With more than half a million Canadians living with Alzheimer's disease combined with a fast-growing senior population, the Canadian healthcare system is in dire need of a way to better diagnose Alzheimer's disease patients and treat them earlier.
Current-day diagnostic treatments rely on clinical diagnosis that are unable to fully diffrentiate the different types of dementias that have molecular differences rather than clinical differences. Inaccurate diagnoses is problematic, as it often leads to treatments that have, at best, no effect on the progression of Alzheimer's. Due to this unique problem, researchers are trying to use big data methodologies to identify chemicals in our cerebrospinal fluid (CSF) and blood to act as accurate biomarkers.
These current-day methodologies involved 3 steps:
- Sampling: patients with that have different conditions are sampled
- Metabolomics: high-throughput machines like LC-MS are used to find small chemicals and measure concentrations
- Statistical analysis: principal component analysis or factor analysis is used to find significant biomarkers.

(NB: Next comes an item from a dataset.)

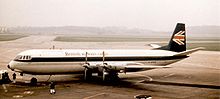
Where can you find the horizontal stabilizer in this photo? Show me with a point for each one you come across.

Recently, non-negative matrix factorization (NMF) has been seen as a viable alternative to principal component analysis. NMF is able to create collections of k meta-metabolites that are able to significantly diffrentiate between different diagnoses. Unlike PCA, meta-metabolites are intrepretable and robust (Metagene projection)
The objective of this project is to determine the efficacy of NMF in identifying key biomarkers fo Alzheimer's disease. This will be tested through the use of machine learning algorithms: a higher test accuracy indicates that a particular dimensionality reduction technique can successfully diffrentiate between different diagnoses.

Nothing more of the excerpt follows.